Written by Nick Ackerman, co-produced by Stanford Chemist

In a year with the fastest correction (and rebound) on record, it isn’t a surprise that many investments are treading water or negative for the year. Even the utility sector has taken quite a hit, showing a loss YTD of 8.11% based off of the Utility Select Sector SPDR (XLU). That being said, there is one stand out fund; BlackRock Utility, Infrastructure & Power Opportunity Trust (BUI). This fund is showing slightly positive returns YTD. In a typical year, slight positive wouldn’t be anything to write home about. However, for the reasons stated above, it is rare that a utility fund is above water for the year.
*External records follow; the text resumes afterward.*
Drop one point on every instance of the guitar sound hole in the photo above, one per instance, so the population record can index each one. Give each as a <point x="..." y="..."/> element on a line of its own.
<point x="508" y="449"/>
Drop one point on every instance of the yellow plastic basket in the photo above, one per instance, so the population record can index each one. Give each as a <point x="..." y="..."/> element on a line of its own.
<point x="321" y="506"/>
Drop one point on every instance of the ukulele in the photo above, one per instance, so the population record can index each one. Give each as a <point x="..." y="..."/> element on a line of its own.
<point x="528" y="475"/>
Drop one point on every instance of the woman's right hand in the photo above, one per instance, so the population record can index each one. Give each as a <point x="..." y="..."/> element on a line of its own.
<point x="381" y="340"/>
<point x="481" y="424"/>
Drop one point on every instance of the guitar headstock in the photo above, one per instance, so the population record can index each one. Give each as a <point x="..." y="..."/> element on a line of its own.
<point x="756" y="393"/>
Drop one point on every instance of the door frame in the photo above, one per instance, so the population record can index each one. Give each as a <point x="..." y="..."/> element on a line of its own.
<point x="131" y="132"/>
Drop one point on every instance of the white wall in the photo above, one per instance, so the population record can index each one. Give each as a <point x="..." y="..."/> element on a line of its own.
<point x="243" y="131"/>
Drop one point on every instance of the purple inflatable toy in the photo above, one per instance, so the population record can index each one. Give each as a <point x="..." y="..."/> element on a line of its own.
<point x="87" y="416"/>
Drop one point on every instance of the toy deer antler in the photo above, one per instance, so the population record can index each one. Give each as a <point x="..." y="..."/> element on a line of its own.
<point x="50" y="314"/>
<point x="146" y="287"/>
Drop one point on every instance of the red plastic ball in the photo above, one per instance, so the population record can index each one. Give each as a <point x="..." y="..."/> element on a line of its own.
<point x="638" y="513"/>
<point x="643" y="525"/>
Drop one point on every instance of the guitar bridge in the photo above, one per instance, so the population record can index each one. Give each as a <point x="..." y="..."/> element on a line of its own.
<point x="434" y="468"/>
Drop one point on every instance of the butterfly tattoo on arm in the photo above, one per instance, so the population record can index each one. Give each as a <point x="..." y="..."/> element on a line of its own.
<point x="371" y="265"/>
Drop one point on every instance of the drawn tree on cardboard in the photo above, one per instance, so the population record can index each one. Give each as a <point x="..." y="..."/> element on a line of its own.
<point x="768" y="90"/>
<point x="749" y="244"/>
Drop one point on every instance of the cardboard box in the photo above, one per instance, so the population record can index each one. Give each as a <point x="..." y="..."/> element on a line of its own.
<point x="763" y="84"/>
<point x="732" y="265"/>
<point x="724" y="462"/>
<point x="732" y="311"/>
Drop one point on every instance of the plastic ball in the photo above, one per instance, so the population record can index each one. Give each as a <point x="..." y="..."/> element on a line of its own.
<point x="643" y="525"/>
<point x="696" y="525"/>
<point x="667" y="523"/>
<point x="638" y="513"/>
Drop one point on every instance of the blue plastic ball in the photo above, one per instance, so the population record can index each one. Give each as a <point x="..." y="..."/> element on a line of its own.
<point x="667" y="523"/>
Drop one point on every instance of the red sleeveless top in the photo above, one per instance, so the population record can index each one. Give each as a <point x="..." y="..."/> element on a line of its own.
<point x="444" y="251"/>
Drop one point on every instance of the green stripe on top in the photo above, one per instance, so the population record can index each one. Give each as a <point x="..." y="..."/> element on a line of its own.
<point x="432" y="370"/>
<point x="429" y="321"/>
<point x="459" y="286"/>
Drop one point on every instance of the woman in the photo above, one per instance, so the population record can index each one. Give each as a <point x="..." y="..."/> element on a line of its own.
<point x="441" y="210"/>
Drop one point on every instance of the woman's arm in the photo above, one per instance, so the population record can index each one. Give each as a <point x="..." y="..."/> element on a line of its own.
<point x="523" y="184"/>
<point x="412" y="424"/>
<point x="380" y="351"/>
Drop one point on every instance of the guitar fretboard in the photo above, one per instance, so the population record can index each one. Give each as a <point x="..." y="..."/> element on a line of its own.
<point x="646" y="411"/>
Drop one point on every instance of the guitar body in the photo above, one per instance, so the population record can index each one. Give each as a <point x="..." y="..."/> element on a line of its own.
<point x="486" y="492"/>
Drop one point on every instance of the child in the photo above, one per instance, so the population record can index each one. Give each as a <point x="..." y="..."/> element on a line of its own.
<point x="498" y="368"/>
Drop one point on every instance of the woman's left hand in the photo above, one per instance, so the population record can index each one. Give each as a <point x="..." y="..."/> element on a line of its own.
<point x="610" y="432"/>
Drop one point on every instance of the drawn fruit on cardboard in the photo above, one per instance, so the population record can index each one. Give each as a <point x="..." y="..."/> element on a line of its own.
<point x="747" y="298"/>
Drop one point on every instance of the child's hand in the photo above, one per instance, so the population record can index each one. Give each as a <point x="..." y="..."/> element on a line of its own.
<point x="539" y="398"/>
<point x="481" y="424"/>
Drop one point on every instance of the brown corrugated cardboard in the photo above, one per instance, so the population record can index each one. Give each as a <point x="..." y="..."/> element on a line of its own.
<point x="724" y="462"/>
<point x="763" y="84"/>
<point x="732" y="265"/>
The fund’s investment objective is to “provide total return through a combination of current income, current gains and long-term capital appreciation.” They have quite a lengthy description of their investment policy to achieve this; the crux of this is “investing primarily in equity securities issued by companies that are engaged in the utilities, infrastructure and power opportunities business segments.”

Besides investing in utilities, infrastructure and energy (and every subsector you can think of under these umbrellas) – the fund also utilizes an option writing strategy. They write single stock options against their underlying holdings, similar to most of BlackRock’s other sector-specific funds. Currently, the fund reported having being overwritten 33.56% of its portfolio.

The fund operates with $382.6 million in assets. This isn’t extremely large, but not necessarily too small for retail investors either. They charge a management fee of 1%, and the total expense ratio comes to a reasonable 1.12%. The fund also isn’t constrained to investing in the U.S. alone, having exposure to all over the world.